Novel imagines future ruled by religious Right

HALF NATION UNDER GOD, Cora Corbett. 2002: Tucson, AZ, Eru Books. 342 pp.

HALF NATION UNDER GOD is a novel by Cora Corbett published in 2002 by Eru Books, a new feminist publishing company. It is set in the near future in the U.S. to show why the religious Right is dangerous to democracy. Half of the states are "free" and operate under democracy as we know it today, while half are under the type of government that the religious Right wants to impose.  

Sharon Clark, a reporter from the free state of Southern California, goes to the "religious" state of Arizona to investigate abuses of women imprisoned for attempting to have abortions or attempting to leave the state while pregnant. Her intent is to expose the corruption of the "Moralist" party to prevent Southern California from voting "Moralist" in the next election.

She learns that women of color imprisoned for having an abortion are sterilized, while white women are impregnated several times before their release, their babies sold to infertile couples. Pregnant white teenagers are urged by religious right "clinics" and radio commercials to give their babies up for adoption to religious right couples. The novel makes the point that those who want to prohibit safe, legal abortion are not concerned with the morality of killing fetuses, as mixed-race pregnancies are aborted.

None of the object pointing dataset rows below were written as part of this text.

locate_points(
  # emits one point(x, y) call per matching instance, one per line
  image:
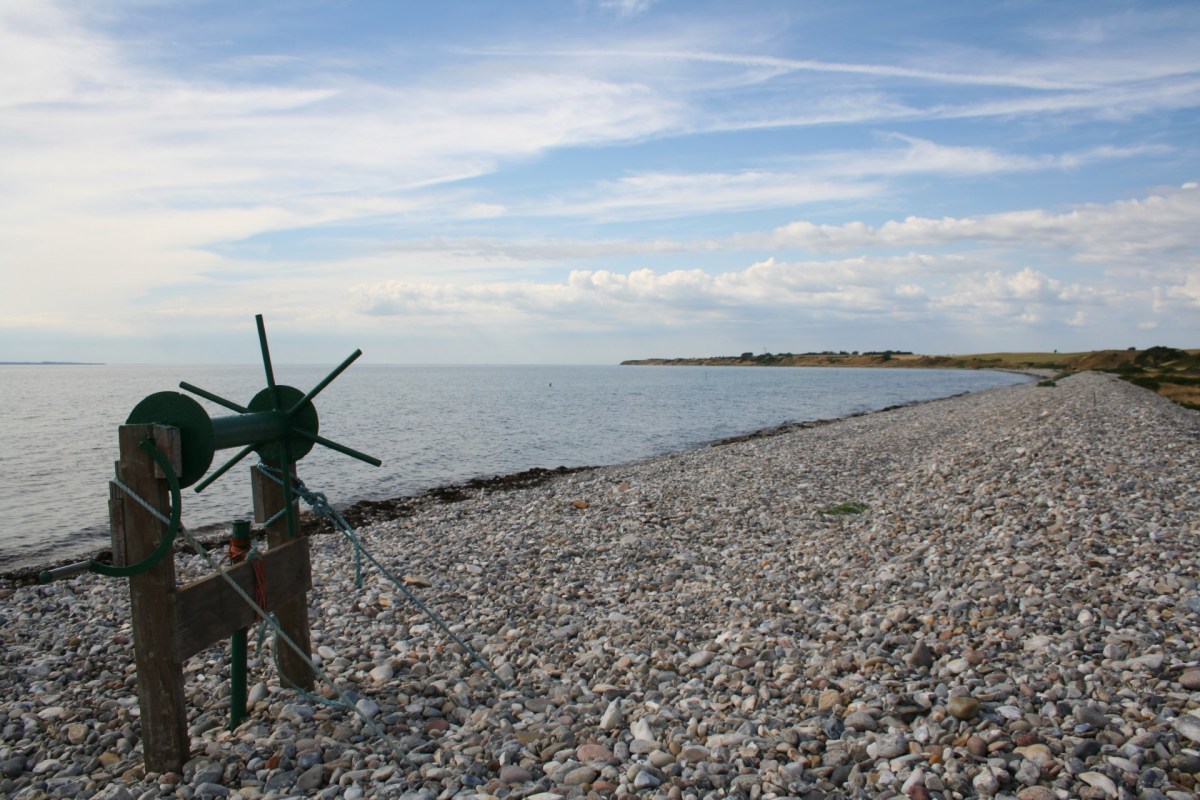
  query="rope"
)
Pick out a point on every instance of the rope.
point(269, 619)
point(145, 504)
point(259, 607)
point(321, 506)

Cora Corbett also shows that reproductive rights are connected to human rights. Two Hispanic teenagers having an argument over whether their oppression is "really" about sexism or racism realize that it is about both. Two other Hispanic teenagers, Martha and Anthony, are placed in foster care when their mother is imprisoned for practicing herbal medicine for people who can't afford medical care. They experience brutal treatment designed to make them into submissive servants, then told that they must work for years to pay the state back for their time in foster care.

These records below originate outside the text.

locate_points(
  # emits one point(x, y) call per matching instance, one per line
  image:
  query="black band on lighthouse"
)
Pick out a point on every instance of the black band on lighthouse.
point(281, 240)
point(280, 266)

The religious Right often accuses abortion rights activists of making human beings into "commodities" by not giving fetuses the status of human beings. That it is the religious Right and capitalism that make human beings into commodities is illustrated in the novel by indentured servitude for people of color and the expectation that white women enter into submissive roles in marriage. It is illustrated by the selling of babies and the making of white women into "breeders."

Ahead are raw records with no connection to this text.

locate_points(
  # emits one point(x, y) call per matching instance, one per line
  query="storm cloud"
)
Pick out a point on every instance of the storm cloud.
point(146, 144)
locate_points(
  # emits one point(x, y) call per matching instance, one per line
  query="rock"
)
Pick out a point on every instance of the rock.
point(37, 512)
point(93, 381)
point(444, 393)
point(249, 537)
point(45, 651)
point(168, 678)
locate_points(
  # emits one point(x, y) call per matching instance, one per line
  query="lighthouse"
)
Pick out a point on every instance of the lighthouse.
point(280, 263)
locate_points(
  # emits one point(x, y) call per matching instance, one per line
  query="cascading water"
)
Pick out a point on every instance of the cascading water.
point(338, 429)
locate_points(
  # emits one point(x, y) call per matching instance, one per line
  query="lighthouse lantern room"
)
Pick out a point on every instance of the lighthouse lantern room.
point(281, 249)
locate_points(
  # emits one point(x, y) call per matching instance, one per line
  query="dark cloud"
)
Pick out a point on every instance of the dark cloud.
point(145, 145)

 At the beginning, Sharon wants her Pulitzer-winning story, Martha wants to free her brother, and both want to flee to safety. But both realize that there will be no safety in the free states if people who are aware of the situation do not take a stand. Both reject a political network in Arizona that plots a violent overthrow of the government because it does not try to save individuals, considering them casualties of war.

The other option is unclear, as the book leaves the characters at a point where they are committed to social change without saying exactly how they will create this change. However Sharon reacts to the violent revolutionaries by expressing a preference for democratic action by educated masses.